Italian researchers discover 14 descendants of Leonardo Da Vinci living in Tuscany

Historians are searching for relatives of the Italian Renaissance artist as a study of his genealogy aims to ‘better understand his genius’.

Italian researchers discover 14 descendants of Leonardo Da Vinci living in Tuscany
Vinci, the Tuscan village where Leonardo Da Vinci was born. Photo: Filippo Monteforte/AFP

The researchers behind the project, which has spanned several decades, say they have so far found 14 living relatives aged one and 85.

All of them live in the region of Tuscany, where the painter, scientist, engineer and architect was born in 1452.

READ ALSO: Eight things you might not know about Leonardo Da Vinci

The findings form part of a decades-long project, led by art historians Alessandro Vezzosi and Agnese Sabato.

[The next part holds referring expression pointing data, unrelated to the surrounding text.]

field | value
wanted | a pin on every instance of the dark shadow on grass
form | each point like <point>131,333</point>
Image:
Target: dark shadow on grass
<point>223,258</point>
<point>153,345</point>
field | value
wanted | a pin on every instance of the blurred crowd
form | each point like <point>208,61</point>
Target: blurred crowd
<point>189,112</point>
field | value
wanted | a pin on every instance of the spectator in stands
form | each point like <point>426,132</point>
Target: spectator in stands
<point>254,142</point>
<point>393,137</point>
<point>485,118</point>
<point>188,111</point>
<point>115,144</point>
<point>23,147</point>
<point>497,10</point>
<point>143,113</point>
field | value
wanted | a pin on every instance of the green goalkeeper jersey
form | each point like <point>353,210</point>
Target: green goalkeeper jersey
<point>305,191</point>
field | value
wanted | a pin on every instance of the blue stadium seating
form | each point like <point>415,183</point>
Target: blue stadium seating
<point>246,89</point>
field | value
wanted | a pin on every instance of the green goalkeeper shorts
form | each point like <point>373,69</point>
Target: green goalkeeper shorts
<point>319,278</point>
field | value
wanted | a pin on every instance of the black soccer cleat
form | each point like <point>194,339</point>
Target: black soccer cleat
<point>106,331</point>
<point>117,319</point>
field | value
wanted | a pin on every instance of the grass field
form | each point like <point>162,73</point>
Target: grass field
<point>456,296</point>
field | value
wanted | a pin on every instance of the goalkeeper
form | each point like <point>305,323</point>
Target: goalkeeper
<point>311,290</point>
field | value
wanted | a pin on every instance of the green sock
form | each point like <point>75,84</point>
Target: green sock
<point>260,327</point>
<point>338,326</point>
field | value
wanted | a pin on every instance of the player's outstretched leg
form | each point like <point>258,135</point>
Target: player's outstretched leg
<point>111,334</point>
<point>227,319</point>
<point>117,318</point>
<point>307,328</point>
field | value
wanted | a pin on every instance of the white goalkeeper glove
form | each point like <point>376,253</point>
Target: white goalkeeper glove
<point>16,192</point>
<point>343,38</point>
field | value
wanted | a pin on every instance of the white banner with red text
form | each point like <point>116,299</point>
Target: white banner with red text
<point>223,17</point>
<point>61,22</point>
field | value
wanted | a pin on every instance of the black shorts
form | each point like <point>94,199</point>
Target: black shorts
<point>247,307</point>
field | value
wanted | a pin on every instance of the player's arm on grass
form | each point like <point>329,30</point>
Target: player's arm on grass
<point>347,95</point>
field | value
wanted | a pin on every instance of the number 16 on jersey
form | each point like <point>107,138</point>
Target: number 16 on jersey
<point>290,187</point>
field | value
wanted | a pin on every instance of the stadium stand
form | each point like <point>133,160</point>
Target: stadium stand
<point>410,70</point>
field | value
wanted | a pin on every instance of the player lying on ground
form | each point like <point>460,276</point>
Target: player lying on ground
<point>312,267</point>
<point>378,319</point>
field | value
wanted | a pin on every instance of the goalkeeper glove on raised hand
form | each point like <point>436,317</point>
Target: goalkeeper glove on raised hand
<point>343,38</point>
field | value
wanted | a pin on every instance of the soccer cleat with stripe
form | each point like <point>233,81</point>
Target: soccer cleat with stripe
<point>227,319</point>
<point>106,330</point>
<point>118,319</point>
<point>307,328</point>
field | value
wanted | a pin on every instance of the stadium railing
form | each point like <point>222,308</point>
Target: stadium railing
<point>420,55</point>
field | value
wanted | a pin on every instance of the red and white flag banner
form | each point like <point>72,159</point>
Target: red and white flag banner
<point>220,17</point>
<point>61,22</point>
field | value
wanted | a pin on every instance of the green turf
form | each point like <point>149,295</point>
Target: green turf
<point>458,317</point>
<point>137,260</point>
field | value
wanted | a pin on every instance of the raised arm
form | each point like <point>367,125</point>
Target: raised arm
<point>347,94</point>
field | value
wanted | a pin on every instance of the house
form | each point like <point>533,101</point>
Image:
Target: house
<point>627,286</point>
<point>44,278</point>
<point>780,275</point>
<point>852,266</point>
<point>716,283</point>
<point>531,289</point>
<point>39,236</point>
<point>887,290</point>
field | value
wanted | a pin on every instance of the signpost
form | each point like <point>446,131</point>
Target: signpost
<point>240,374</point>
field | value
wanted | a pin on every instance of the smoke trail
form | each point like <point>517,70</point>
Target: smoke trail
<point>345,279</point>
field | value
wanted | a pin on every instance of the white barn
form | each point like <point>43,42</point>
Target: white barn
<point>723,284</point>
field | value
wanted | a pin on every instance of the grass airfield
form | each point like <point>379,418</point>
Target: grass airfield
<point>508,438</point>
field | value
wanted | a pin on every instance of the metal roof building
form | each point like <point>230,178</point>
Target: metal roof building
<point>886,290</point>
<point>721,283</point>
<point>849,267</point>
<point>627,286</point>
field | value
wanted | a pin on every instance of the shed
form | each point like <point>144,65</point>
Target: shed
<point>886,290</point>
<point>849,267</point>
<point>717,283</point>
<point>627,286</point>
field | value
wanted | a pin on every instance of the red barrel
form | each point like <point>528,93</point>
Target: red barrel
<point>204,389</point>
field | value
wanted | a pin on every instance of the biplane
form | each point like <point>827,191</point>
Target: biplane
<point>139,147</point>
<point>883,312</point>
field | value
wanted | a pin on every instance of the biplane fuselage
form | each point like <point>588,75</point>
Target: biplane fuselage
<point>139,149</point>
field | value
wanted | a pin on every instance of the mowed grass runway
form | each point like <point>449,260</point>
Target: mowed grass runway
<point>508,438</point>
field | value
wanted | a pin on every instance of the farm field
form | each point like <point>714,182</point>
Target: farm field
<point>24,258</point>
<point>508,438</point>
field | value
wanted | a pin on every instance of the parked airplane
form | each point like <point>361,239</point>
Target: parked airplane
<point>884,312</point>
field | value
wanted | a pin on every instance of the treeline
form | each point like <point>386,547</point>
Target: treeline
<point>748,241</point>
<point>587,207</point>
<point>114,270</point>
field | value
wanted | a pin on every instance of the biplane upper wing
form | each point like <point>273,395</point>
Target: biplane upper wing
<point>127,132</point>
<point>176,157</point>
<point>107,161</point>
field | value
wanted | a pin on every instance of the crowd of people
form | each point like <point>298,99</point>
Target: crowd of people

The study’s findings, published in the Human Evolution journal, document the male line over the past 690 years, through 21 generations.

Though Da Vinci never married and had no children, he had at least 22 half-brothers, according to researchers.

Born in the Tuscan town of Vinci, he was the illegitimate son of a local notary.

READ ALSO: Vinci, the Tuscan paradise where Leonardo’s genius bloomed

Vezzosi told the Ansa news agency that by 2016 “we had already identified 35 of Leonardo’s living relatives, but they were mostly indirect, in the female line, as in the best-known case of the director Franco Zeffirelli.”

“So they were not people who could give us useful information on Leonardo’s DNA and in particular on the Y chromosome, which is transmitted to male descendants and remains almost unchanged for 25 generations”.

He said the 14 living descendants identified in the study, through painstaking research over the decades, were from the male line.

READ ALSO: Da Vinci’s ‘claw hand’ left him unable to hold palette: researchers

“They are aged between one and 85, they don’t live right in Vinci but in neighbouring towns as far away as Versilia (on the Tuscan coast) and they have ordinary jobs such as a clerk, a surveyor, an artisan,” Vezzosi said.

The relatives’ DNA samples will be analysed in the coming months by the international Leonardo Da Vinci DNA Project, led by the Jesse Ausubelof Rockefeller University in New York and supported by the Richard Lounsbery Foundation.